Beyond these professional trials, Arthur
has personal ones. He has separated from his wife of more than three decades, the painter Gail Gregg, and embarrassing speculation about his sleeping partners has surfaced in tabloid columns. His son, Arthur Gregg Sulzberger, is now working as a reporter at the paper, as his father and grandfather once did, but for the first time in five generations the heir apparent’s inheritance is in doubt.
While the crushing forces at work in the newspaper industry are certainly not Arthur’s fault, and many other newspapers have already succumbed to them, the fate of the New York Times is of special importance: it is the flagship of serious newspaper journalism in America. The Times sailed into the economic storm that began in 2001 in good financial shape, bearing the most respected brand name in the profession. It was far better equipped than most newspapers to adapt and survive. What is increasingly clear is that the wrong person may be at the helm. Arthur Sulzberger’s heart has always been in the right place, but he assumed leadership from his father uniquely ill-equipped for this crisis—not despite but because of his long apprenticeship. To their credit, the Sulzbergers have long treated the Times less as a business than as a public trust, and Arthur is steeped in that tradition, rooted in it, trained by it, captive to it. Ever the dutiful son, he has made it his life’s mission to maintain the excellence he inherited—to duplicate his father’s achievement. He is a careful steward, when what the Times needs today is some wild-eyed genius of an entrepreneur.

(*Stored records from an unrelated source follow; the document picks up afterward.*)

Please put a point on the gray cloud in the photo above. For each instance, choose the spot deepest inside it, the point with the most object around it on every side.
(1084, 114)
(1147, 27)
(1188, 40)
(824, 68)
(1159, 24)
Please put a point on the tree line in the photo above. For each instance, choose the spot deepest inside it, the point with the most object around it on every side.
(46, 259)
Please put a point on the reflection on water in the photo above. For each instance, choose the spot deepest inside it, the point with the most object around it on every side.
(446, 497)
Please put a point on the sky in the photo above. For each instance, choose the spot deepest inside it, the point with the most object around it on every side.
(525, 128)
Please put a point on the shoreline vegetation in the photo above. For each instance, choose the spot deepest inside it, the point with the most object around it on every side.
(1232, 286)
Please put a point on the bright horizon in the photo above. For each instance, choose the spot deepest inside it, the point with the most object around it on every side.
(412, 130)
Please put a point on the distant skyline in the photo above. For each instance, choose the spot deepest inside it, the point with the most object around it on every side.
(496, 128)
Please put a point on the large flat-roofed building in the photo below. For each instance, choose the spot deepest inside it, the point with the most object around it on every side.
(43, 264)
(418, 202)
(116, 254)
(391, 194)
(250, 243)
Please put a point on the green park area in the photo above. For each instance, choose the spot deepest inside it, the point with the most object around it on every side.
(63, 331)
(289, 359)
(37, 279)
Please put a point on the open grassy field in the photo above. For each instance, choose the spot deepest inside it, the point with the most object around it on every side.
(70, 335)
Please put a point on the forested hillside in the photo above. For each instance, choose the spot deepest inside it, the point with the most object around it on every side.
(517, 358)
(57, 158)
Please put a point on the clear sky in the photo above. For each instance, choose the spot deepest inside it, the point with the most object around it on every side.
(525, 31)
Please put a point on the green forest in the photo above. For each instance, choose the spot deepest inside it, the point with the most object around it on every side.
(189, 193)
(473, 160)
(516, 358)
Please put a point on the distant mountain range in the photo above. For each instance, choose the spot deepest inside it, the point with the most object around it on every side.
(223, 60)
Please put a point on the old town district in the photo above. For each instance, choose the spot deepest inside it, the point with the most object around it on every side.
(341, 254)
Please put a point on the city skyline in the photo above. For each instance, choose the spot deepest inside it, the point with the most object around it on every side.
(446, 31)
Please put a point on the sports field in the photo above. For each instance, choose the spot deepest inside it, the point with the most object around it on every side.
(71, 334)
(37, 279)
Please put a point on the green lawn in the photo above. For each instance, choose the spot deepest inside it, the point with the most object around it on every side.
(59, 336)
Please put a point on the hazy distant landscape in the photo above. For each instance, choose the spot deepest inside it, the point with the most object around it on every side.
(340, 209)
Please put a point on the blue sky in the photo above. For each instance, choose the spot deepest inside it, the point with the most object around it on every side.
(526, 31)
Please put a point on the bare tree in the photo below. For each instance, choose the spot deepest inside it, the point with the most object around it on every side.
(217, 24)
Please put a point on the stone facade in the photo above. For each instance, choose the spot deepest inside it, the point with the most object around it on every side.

The Sulzbergers embody one of the newsroom’s most cherished myths: journalism sells. Arthur says as much at every opportunity, and clearly believes this to his core. It encapsulates his understanding of his inheritance and of himself. But as a general principle, it simply isn’t true. Rather: advertising sells; journalism costs. Good journalism costs more today than ever, while ads have plummeted, particularly in print media. This is killing the Times, and every other decent newspaper in America. Arthur has manfully tied himself to the wheel, doggedly investing in high-quality reporting and editing even as his company loses more and more money. Few investors or analysts consider this to be sound business practice.